Again, insulation failure! What insulation? Gerrard wondered. He looked up at the wall display. Aminostyrene was widely used as an insulator in a modified form. It would certainly be a feasible assumption that the wiring in both cases would be coated with the stuff. Suppose the same sort of failure had happened here. Aminostyrene – Degron, he wondered about the differences in structure between the two plastics.
What should he do, phone up Kramer? He felt the man was getting increasingly remote. The new Kramer scared him. He would probably meet with the same sort of reception as Wright. They had other more important projects on their plate than to go back and check something that was now passed. He must be very, very sure of his facts first. He looked at the paper again. This guy Slayter was currently under suspension but still occupied an office in the Ministry of Transport. He picked up the phone book.
Slayter was late. They had arranged to meet in a Westminster pub tucked away behind St James’s Street, near the Ministry. He had been cagey on the phone suspecting, from Gerrard’s transatlantic accent, another journalist on his neck. Gerrard had also been a little hesitant about stating his ideas over the telephone. If he was wrong then it wouldn’t do for one of Kramer’s team to show doubts about their own product.
Far better to listen to Slayter first without giving too much away.

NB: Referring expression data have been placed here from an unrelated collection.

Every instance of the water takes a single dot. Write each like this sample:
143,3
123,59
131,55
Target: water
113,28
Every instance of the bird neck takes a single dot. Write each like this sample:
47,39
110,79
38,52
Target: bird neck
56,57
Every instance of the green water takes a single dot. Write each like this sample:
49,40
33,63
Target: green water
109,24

Slayter arrived, rather flustered; a man under great pressure. Gerrard bought him a large whisky. Immediately, he filled it to the brim with soda and began gulping it down like beer.

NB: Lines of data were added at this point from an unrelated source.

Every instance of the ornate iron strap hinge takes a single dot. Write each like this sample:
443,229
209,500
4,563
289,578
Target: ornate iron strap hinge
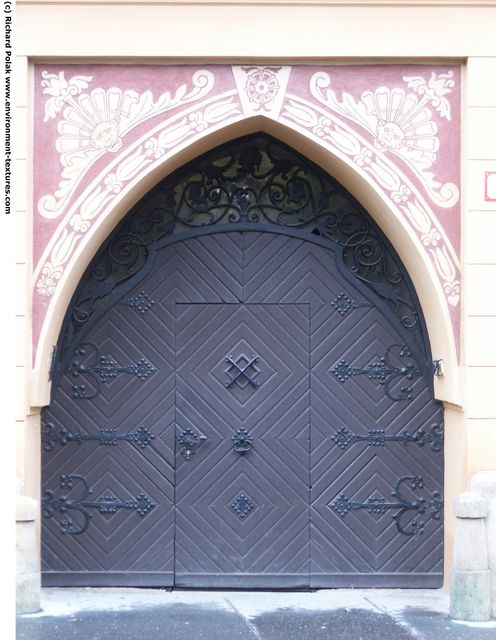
141,437
384,371
105,504
378,438
101,369
426,509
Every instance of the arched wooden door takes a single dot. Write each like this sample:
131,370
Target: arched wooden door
243,393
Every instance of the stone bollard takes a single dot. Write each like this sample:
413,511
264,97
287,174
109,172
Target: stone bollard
28,570
469,598
484,483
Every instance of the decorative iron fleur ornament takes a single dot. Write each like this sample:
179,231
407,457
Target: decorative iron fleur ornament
385,371
64,504
262,86
425,508
434,437
100,369
141,437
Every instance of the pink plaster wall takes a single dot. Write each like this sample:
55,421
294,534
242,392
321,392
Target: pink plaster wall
99,128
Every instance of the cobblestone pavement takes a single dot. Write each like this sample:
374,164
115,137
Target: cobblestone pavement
153,614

‘You look as though you can use that,’ said Gerrard, nodding at the Scotch. He was also nursing whisky, a single one. He wanted to pump Slayter and not be too obvious about it. A lager against a double whisky would have seemed as though he was trying to loosen the tongue of the other man.
Slayter paused: ‘Never work for a big organization. There are too many frightened people about.’ Slayter finished the drink and insisted upon buying another round. He was beginning to look more relaxed. Gerrard saw a short, compact, strong-looking man with a clean-cut open face. He liked him, and wondered how he’d survive long in governmental research with all its red tape and grinding away of individuality. He seemed far too impatient, nervy and forthright to survive in Civil Service science for very long. When he spoke it was in short staccato bursts, he was obviously an intense, rapid thinker. His temporary suspension and the threat hanging over him gave him a caged, paranoid attitude. Each time Gerrard spoke, his reply was oblique and suspicious.
‘What exactly is your stake in this?’ said Slayter. ‘I’d like to know who I’m talking to and why.’
‘I thought I told you over the phone,’ said Gerrard.
‘You told me who you worked for and what you were but not the why and the how.’ Then, as Gerrard’s face showed his reaction, Slayter went on: ‘You’ll forgive me, but right now I feel like a fox running before a pack of half-starved hounds. It’s nice to have someone taking an interest, but right now I’m too hungry for a friendly ear.’
Gerrard decided to open out. He gave him a capsule account and told him of the robot in Barratt’s toy department.
Slayter listened intently and then in turn gave Gerrard a diluted version of the inquiry. Again, there was no direct proof that there was anything inherently wrong with the plastic. The breakdown could have been caused by several factors. But with this fresh evidence … it was worth trying anyway.